莲姨身子抖得跟筛子似的,坐在那里腿都在打颤,眼神飘忽只看着地上,半晌,噗通一声跪了,扒拉着王都督的腿求饶,“大人……大人,真的不是妾身!您要信我!”
王父的眼神,彻底冷了下来。
如他自己所说,他不是没脑子的莽夫。他看着自认从未亏待过得女人,有些不可思议,却还是想要给对方一个机会,没有明说,只问,“既然不是你,你抖什么,你跪什么?”
这回倒是不用装可怜,是真的急地快哭出来了,“就……就、就……妾身一不小心将那珍珠首饰丢了,生怕大人怪罪,是以……是以……”
“是以你个屁!”心绪繁乱的王父再也没有耐心听她诡辩。那套首饰她很是喜欢,几乎日日佩戴,唯独今日……只戴了一支银簪。之前自己问起,只说是觉得太珍贵,生怕有所伤损是以收起来了,此刻又说丢了……简直可笑!
狡辩!诡辩!
王父怎么也想不明白这人到底意欲何为,难道真的只是为了破坏雅君和时家的联姻?
他垂首看她,失望摇头,“王家自认待你不薄,她对你也并不苛刻。即便偶有针对,可她到底是王家的当家主母。按着规矩,你是要日日晨昏定醒、端茶倒水的。她却从未要求你这般……你还有什么不满的?”
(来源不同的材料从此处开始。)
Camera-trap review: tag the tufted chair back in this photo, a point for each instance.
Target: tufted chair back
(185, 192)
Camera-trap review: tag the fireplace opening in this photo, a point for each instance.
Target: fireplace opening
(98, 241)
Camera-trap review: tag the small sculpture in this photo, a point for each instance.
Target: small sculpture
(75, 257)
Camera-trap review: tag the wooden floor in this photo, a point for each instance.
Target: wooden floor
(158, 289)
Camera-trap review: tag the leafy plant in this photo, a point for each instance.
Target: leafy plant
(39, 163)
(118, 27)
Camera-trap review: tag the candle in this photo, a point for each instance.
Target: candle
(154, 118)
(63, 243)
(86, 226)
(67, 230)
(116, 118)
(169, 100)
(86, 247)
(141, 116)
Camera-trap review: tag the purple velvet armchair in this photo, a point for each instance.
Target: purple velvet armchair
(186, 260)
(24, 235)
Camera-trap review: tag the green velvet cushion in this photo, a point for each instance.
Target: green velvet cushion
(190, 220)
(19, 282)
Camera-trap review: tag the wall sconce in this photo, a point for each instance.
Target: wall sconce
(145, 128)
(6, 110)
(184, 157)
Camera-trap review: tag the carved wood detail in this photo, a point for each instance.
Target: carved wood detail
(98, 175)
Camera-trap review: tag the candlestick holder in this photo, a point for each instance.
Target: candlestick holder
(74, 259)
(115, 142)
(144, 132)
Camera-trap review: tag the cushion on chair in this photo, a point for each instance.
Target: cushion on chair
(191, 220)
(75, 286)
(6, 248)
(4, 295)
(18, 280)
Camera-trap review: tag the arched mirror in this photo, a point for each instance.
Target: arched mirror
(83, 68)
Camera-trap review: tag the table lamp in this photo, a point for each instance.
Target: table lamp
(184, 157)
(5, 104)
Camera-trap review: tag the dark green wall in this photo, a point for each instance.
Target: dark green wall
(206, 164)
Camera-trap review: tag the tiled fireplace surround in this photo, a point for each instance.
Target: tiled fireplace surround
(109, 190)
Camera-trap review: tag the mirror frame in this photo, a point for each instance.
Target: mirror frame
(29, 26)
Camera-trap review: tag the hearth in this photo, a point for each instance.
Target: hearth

“妾身……妾身……”莲姨抱着王父的大腿,半天不知道该如何辩驳,最后只哭着喊道,“大人,您要信妾身!妾身从来都安分守己,哪里敢招惹时家和顾侍郎?大人……您要明察,也许就是有心人刻意设计妾身!”
到了这个时候,她仍然不承认。
自己一再地给她机会,嘴上虽怪罪,心里却已经打定了主意,但凡她亲口承认自己作为,只要她去夫人跟前认个错,自己也就只是小惩大戒罢了……毕竟,去时家道歉这样的事情,一个妾室,不够格的。
可她仍然没有,甚至含沙射影地指责别人诬陷她!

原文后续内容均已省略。